Encore un rattrapage en prévision du top de fin d’année… J’ai d’ailleurs du mal à m’expliquer comment j’ai pu louper la chronique du dernier Amorphis, et ce alors même qu’il a tourné en boucle pendant plusieurs jours/semaines au moment de sa sortie.

J’avais bien flashé sur Under the Red Cloud, sorti il y a 3 ans, et qui montrait déjà les finlandais pas bien loin du sommet de leur art. On s’étonnera donc de leur capacité à faire preuve de constance dans la qualité, pourtant force est de constater qu’ils sont au moins au même niveau avec Queen of Time, avec pourtant un compteur à près de 70 minutes. Remarquable performance donc.

Le groupe continue en effet de nous régaler en mêlant son death progressif (avec toujours des titres parfois développés sur plusieurs minutes) à ses influences folk (ces flûtiaux irrésistibles sur « Message in the Amber » ou « We Accursed »!) comme c’était déjà le cas précédemment, et c’est toujours aussi bien fait et jamais lourdingue alors qu’on le sait, la thématique folk peut s’avérer rapidement casse-gueule. Les influences orientales sont d’ailleurs toujours de la partie (« The Golden Elk », « Heart of the Giant » ou encore « Grain of Sand ») et toujours parfaitement intégrées dans la musique d’Amorphis comme si elle avait toujours fait partie du panorama.

Le groupe est toujours aussi unique dans sa capacité mélodique, son talent pour pondre des refrains mythiques étant intact, à l’image du single « Amongst Stars » sur lequel le duo Tomi/Anneke van Giesbergen est juste magique et tellement évident qu’on se demande pourquoi ça n’avait pas été fait avant. Mais Amorphis est aussi capable d’une sophistication aussi discrète que remarquable et les arrangements sont légion (pour exemple parmi d’autres les chœurs symphoniques sur « Message in the Amber », « The Golden Elk » ou le solo de saxo endiablé sur « Daughter of Hate »). On aura tôt fait de ne pas y faire attention et de se laisser emporter par la musique, ce qui est plutôt le signe que tout est fait avec talent et sans forcer, au service de la musique.

Même les deux morceaux bonus de l’édition limitée valent le coup, notamment « As Mountains Crumble » qui se révèle comme le morceau le plus prog’ de l’album, avec notamment un solo de clavier à l’ancienne.

Il n’y a guère que la pochette qui ne me convainque pas complètement, mais en digipack brillant elle a quand même une sacrée classe et s’avère au final plutôt chouette.

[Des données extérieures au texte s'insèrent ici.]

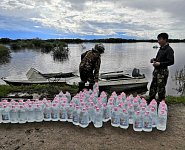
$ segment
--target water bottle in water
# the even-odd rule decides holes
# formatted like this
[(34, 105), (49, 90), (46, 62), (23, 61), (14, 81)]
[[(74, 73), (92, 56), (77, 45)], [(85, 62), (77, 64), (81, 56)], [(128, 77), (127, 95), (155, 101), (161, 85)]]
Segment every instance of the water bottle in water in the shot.
[(12, 105), (12, 108), (10, 109), (10, 122), (18, 123), (18, 110), (15, 105)]
[(68, 109), (67, 109), (67, 121), (68, 122), (73, 121), (73, 110), (74, 110), (74, 107), (73, 107), (72, 104), (70, 104)]
[(34, 122), (35, 121), (35, 111), (34, 111), (34, 105), (31, 103), (27, 106), (27, 121), (28, 122)]
[(26, 109), (25, 109), (24, 105), (19, 106), (18, 116), (19, 116), (19, 123), (26, 123), (26, 121), (27, 121), (27, 112), (26, 112)]
[(73, 124), (79, 125), (79, 118), (80, 118), (80, 107), (76, 106), (73, 111)]
[(51, 107), (48, 103), (44, 108), (44, 121), (51, 121)]
[(145, 116), (143, 118), (143, 131), (146, 132), (152, 131), (152, 117), (149, 111), (145, 112)]
[(53, 104), (51, 108), (51, 120), (58, 121), (59, 120), (59, 109), (57, 104)]
[(113, 111), (111, 114), (111, 125), (113, 127), (119, 127), (120, 125), (119, 111), (117, 107), (113, 108)]
[(35, 121), (36, 122), (42, 122), (43, 119), (44, 119), (44, 114), (43, 114), (42, 107), (39, 104), (37, 104), (35, 106), (35, 109), (34, 110), (35, 110)]
[(96, 108), (95, 118), (93, 123), (95, 128), (100, 128), (103, 126), (102, 113), (99, 108)]
[(83, 108), (80, 112), (79, 125), (82, 128), (86, 128), (89, 125), (89, 116), (86, 108)]
[(129, 127), (129, 116), (126, 109), (120, 113), (120, 128), (127, 129)]
[(2, 122), (3, 123), (10, 122), (10, 110), (6, 105), (4, 105), (2, 109)]
[(61, 104), (59, 109), (59, 120), (67, 121), (67, 110), (66, 110), (66, 105), (64, 103)]
[(167, 112), (165, 110), (161, 110), (158, 114), (157, 129), (161, 131), (165, 131), (166, 123), (167, 123)]
[(143, 120), (140, 111), (135, 112), (133, 118), (133, 129), (134, 131), (142, 131), (143, 128)]

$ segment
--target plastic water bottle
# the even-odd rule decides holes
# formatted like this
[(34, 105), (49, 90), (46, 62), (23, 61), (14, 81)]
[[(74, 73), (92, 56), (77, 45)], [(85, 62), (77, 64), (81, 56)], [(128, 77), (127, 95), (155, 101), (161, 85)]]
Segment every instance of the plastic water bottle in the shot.
[(113, 111), (111, 114), (111, 125), (113, 127), (119, 127), (120, 125), (119, 111), (117, 107), (113, 108)]
[(51, 107), (48, 103), (46, 103), (44, 108), (44, 121), (51, 121)]
[(129, 127), (129, 116), (126, 109), (120, 113), (120, 128), (127, 129)]
[(10, 122), (18, 123), (18, 111), (15, 105), (13, 105), (12, 108), (10, 109)]
[(134, 107), (132, 104), (128, 104), (129, 124), (133, 124)]
[(113, 103), (107, 104), (104, 110), (104, 115), (103, 115), (103, 122), (107, 122), (111, 119), (111, 109), (112, 109)]
[(28, 104), (28, 106), (27, 106), (27, 121), (28, 122), (35, 121), (34, 105)]
[(134, 131), (142, 131), (143, 120), (140, 111), (135, 112), (133, 119), (133, 129)]
[(51, 108), (51, 120), (58, 121), (59, 120), (59, 109), (57, 104), (53, 104)]
[(60, 121), (67, 121), (67, 110), (66, 105), (63, 103), (59, 108), (59, 120)]
[(79, 125), (79, 117), (80, 117), (80, 107), (76, 106), (73, 111), (73, 124)]
[(150, 113), (152, 117), (152, 127), (154, 128), (157, 125), (157, 111), (152, 107)]
[(37, 104), (35, 106), (35, 121), (42, 122), (43, 119), (44, 119), (43, 109), (39, 104)]
[(152, 131), (152, 117), (149, 111), (145, 112), (145, 116), (143, 118), (143, 131), (146, 132)]
[(2, 123), (2, 103), (0, 102), (0, 123)]
[(137, 98), (134, 98), (133, 99), (134, 111), (138, 111), (138, 108), (139, 108), (138, 105), (139, 105), (138, 99)]
[(162, 108), (165, 108), (165, 111), (168, 111), (167, 104), (165, 103), (164, 100), (162, 100), (159, 104), (158, 112), (161, 111)]
[(9, 108), (6, 105), (4, 105), (3, 109), (2, 109), (2, 122), (3, 123), (9, 123), (10, 122), (9, 112), (10, 112)]
[(89, 116), (86, 108), (83, 108), (80, 112), (79, 126), (86, 128), (89, 125)]
[(165, 110), (161, 110), (158, 114), (157, 129), (161, 131), (165, 131), (166, 123), (167, 123), (167, 112)]
[(26, 109), (25, 109), (24, 105), (19, 106), (18, 116), (19, 116), (19, 123), (26, 123), (26, 121), (27, 121), (27, 112), (26, 112)]
[(96, 108), (95, 118), (93, 123), (95, 128), (101, 128), (103, 126), (102, 113), (99, 108)]
[(74, 110), (74, 107), (72, 104), (70, 104), (69, 108), (67, 109), (67, 121), (68, 122), (73, 121), (73, 110)]

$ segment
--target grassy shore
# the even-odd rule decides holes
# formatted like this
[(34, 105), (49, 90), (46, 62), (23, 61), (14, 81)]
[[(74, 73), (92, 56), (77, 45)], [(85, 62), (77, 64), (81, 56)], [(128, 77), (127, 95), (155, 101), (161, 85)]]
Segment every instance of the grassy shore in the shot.
[(9, 49), (3, 45), (0, 45), (0, 58), (9, 56), (10, 56)]
[(31, 86), (9, 86), (0, 85), (0, 97), (7, 97), (9, 93), (28, 93), (28, 94), (38, 94), (46, 97), (53, 97), (60, 91), (68, 91), (74, 95), (78, 90), (77, 86), (67, 86), (65, 84), (57, 85), (31, 85)]
[[(68, 91), (71, 95), (77, 93), (77, 86), (68, 86), (65, 84), (60, 85), (31, 85), (31, 86), (9, 86), (9, 85), (0, 85), (0, 98), (6, 97), (9, 93), (28, 93), (28, 94), (39, 94), (41, 96), (53, 97), (58, 94), (60, 91)], [(185, 96), (167, 96), (167, 104), (185, 104)]]

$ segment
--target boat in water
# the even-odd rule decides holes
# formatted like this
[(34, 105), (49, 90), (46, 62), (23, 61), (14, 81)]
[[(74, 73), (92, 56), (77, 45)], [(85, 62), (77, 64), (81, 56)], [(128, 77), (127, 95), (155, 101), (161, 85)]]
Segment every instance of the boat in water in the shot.
[[(26, 73), (26, 78), (2, 78), (10, 85), (32, 85), (32, 84), (56, 84), (64, 83), (67, 85), (77, 85), (80, 82), (79, 75), (74, 72), (67, 73), (41, 73), (35, 68), (31, 68)], [(145, 75), (140, 75), (139, 71), (133, 70), (132, 75), (125, 74), (123, 71), (101, 73), (99, 78), (99, 88), (104, 91), (129, 91), (135, 89), (146, 89), (148, 81)], [(88, 87), (89, 83), (86, 83)]]

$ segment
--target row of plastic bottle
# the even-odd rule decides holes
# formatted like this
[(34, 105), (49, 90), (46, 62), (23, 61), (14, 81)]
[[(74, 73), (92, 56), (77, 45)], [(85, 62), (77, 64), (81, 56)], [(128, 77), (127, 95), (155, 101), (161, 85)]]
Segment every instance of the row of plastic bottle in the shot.
[(103, 122), (111, 121), (114, 127), (127, 129), (133, 124), (135, 131), (152, 131), (166, 129), (167, 105), (162, 101), (157, 107), (153, 100), (149, 105), (145, 99), (132, 95), (126, 97), (122, 92), (113, 92), (107, 98), (102, 92), (99, 96), (98, 84), (93, 90), (84, 90), (71, 98), (70, 93), (60, 92), (53, 101), (47, 100), (3, 100), (0, 102), (0, 122), (26, 123), (42, 121), (68, 121), (83, 128), (90, 122), (96, 128)]

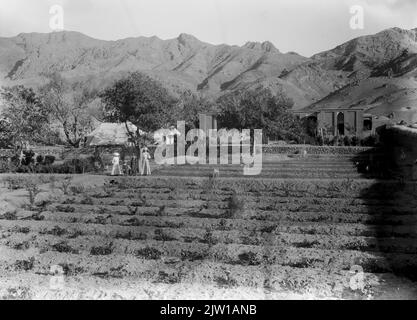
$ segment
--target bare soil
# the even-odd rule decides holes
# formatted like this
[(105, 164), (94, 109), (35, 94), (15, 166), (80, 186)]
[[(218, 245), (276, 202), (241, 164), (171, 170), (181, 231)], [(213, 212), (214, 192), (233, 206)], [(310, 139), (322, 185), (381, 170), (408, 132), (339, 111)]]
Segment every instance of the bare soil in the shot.
[(1, 176), (0, 298), (417, 297), (415, 184), (365, 179), (348, 158), (212, 170), (78, 175), (67, 194), (64, 176), (18, 176), (40, 180), (33, 205)]

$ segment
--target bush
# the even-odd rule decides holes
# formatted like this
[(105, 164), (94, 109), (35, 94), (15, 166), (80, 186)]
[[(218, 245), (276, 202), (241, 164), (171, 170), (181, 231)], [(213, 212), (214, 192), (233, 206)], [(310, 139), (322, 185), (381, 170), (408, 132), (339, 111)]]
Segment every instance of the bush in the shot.
[(37, 181), (25, 182), (25, 188), (26, 188), (26, 191), (28, 192), (29, 204), (31, 207), (34, 206), (36, 196), (41, 192), (41, 189), (39, 188), (38, 183), (39, 182)]
[(35, 152), (33, 152), (33, 150), (23, 151), (23, 156), (24, 156), (24, 158), (22, 160), (22, 165), (29, 166), (29, 165), (31, 165), (32, 163), (35, 162), (35, 159), (34, 159)]
[(45, 159), (43, 161), (43, 163), (45, 165), (52, 165), (52, 164), (54, 164), (54, 162), (55, 162), (55, 157), (54, 156), (51, 156), (51, 155), (46, 155), (45, 156)]
[(43, 157), (43, 155), (38, 155), (37, 157), (36, 157), (36, 163), (43, 163), (44, 162), (44, 157)]
[(343, 138), (343, 145), (346, 146), (346, 147), (349, 147), (351, 145), (351, 141), (352, 140), (351, 140), (351, 138), (349, 136), (345, 136)]
[(354, 147), (358, 146), (359, 145), (359, 138), (357, 136), (353, 136), (350, 143)]
[[(97, 171), (94, 165), (94, 157), (76, 158), (65, 161), (61, 167), (62, 171), (70, 171), (72, 173), (86, 173)], [(62, 172), (62, 173), (70, 173)]]

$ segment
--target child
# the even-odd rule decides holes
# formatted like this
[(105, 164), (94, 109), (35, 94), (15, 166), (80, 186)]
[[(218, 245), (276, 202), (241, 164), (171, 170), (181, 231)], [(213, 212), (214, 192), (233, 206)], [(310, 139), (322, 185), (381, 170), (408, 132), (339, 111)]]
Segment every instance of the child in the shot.
[(129, 166), (129, 161), (127, 161), (127, 160), (125, 160), (123, 162), (123, 172), (124, 172), (125, 175), (131, 175), (132, 174), (131, 168)]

Tout semble donc réussir aux finlandais à nouveau en 2018 et Queen of Time est un album à l’écoute duquel il est bien difficile de trouver quoi que ce soit à redire, et qui s’impose tout naturellement comme un indispensable de l’année 2018. Vous le verrez d’ailleurs en très bonne place dans de nombreux tops annuels sur le net et ce n’est pas un hasard!

Tracklist :
1) The Bee
2) Message in the Amber
3) Daughter of Hate
4) The Golden Elk
5) Wrong Direction
6) Heart of the Giant
7) We Accursed
8) Grain of Sand
9) Amongst the Stars
10) Pyres on the Coast
11) As Mountains Crumble (bonus track)
12) Brother and Sister (bonus track)

krakoukass

Chroniqueur

krakoukass

Co-fondateur du webzine en 2004 avec Jonben.

krakoukass a écrit 869 articles sur Eklektik.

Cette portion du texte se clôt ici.